Through all the pain and struggles, Diane never lost hope or her sense of humour, she fought to recover every minute of every day; unfortunately she never recovered and eventually passed away. I wanted to do something special in her memory and I think the Camino fitted the bill perfectly. Diane would have been really enthusiastic about this challenge and would have loved to do it herself. I discussed it with David Critchlow, a close friend, and we agreed to give it a go.

 

Tell us about your Camino. 

We looked at the various options and eventually chose to walk the Camino Portugués in September of 2018. We only had limited time available to us and initially looked at starting in Tui but decided it would be more fitting to start the Camino Portugués actually in Portugal. We therefore began our walk across the river in Valença.

We were blessed with good weather every day and the scenery was stunning. Whilst we walked separately during the day we bumped into many of the same people most evenings so we formed a sort of loose knit community. I had never been to Spain before but the friendliness of the locals was fantastic. On one occasion we had taken a wrong turning and asked for directions from an old lady, who, instead of just giving directions, insisted on walking with us for 2 miles, on a very hot day, to ensure we were on the right path.

 

To say that we enjoyed our Camino would be an understatement. We had the bug and on returning to the UK we began to research our next Camino the very same day. Another bonus was that between the training and walking the Camino I lost 7st in weight and no longer need the insulin

 

You then decided to become an hospitalero. Why? 

During our research we discovered information about the Confraternity of St James, a UK based organisation dedicated to supporting Pilgrims. They manage 2 Donativo Albergues, one in Rabanal on the Francés, the other in Miraz on the Norte. Having met so many helpful hospitaleros on our Camino, we both agreed that this looked like an excellent way of giving something back.

 

conversation with Gary

How did you go about finding a volunteering opportunity? 

We contacted the CSJ by email to enquire about volunteering opportunities. We were delighted to hear that they had an opening for this year, 2019. My eldest grandson Kane asked if he could join us, so we completed the application forms and the 3 of us attended a training session with the CSJ early in 2019; were accepted as volunteers to run the Albergue San Martín, for 2 weeks in Miraz, in July 2019.

 

We decided that instead of flying in to A Coruña and catching the bus to Miraz, that the 3 of us would fly to Avilés and walk the Camino del Norte from there to Miraz, which is exactly what we did.
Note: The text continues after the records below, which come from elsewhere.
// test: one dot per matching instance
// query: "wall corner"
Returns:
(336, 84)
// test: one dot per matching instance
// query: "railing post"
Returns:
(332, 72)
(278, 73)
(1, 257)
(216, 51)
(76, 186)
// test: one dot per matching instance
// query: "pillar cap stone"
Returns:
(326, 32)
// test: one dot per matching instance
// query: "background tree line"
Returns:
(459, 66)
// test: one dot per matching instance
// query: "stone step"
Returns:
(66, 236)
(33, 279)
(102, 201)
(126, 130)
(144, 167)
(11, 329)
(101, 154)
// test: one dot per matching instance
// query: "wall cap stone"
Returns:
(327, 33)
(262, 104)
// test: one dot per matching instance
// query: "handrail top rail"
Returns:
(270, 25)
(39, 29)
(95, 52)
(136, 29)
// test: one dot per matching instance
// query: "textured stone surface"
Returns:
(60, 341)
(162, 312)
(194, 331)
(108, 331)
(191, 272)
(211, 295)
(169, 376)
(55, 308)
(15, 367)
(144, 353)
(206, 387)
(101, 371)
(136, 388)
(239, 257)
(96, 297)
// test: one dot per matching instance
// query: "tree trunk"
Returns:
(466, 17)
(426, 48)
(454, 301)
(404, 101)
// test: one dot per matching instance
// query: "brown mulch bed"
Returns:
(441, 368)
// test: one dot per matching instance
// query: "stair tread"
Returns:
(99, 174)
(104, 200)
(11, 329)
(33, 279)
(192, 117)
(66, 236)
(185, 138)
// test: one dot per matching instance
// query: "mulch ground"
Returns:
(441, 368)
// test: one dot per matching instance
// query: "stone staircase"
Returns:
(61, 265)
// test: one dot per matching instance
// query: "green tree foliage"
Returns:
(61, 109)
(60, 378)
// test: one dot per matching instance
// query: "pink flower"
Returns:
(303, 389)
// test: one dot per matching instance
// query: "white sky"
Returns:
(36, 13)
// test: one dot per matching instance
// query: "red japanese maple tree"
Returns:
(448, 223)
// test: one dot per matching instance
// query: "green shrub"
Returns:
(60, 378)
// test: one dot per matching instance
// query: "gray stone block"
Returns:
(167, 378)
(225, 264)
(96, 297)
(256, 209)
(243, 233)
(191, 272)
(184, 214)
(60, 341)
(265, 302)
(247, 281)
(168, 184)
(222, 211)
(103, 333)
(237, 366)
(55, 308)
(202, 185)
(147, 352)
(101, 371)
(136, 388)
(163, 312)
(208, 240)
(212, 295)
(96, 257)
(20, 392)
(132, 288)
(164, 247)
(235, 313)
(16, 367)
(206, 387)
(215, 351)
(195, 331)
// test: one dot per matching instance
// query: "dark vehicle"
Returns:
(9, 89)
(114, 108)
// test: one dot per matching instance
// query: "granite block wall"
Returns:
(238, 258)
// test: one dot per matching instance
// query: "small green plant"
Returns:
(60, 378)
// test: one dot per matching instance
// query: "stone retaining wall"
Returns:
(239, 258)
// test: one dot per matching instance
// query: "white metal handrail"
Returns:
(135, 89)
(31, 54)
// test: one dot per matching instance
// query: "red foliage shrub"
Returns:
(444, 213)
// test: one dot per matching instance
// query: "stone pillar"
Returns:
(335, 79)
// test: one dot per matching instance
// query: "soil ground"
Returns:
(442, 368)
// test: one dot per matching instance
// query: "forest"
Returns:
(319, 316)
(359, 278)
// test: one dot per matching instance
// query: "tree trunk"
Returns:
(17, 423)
Again stunning scenery, great people and apart from one wet day we were again blessed by the weather.

 

How was your experience?

We were very grateful for the training we had received from the CSJ as on arrival in Miraz we were very much thrown in at the deep end. The previous team of hospitaleros departed for home just a couple of hours after our arrival.

The three of us eventually settled in to a routine that worked for us and for the pilgrims who stayed with us.

 

We met some truly inspiring pilgrims, ranging from the very young travelling with their families, to the very old; I believe the oldest pilgrim we met was an 82 yrs old lady walking with her granddaughter. One person who sticks in my mind is a young man from Texas, USA. He was carrying the biggest backpack I’ve ever seen, his pack literally weighed more than our 3 packs put together. He was carrying all of his personal possessions in his pack and upon completing the Camino he would be heading to Hungary, where he would be staying in a monastery for several months and assisting the monks to improve their brewing processes.

 

On completion of our time as volunteers we had to return to the UK but next September we plan to return to Miraz, where we will again volunteer for 2 weeks. After which we will finish walking the Camino del Norte in to Santiago, from there, catch the bus to Ferrol and then walk the Camino Inglés; we really have got the bug.

conversation with Gary

Did you learn any Spanish prior to the Camino/volunteering? Do you think knowing (or not) Spanish had any impact on your experience?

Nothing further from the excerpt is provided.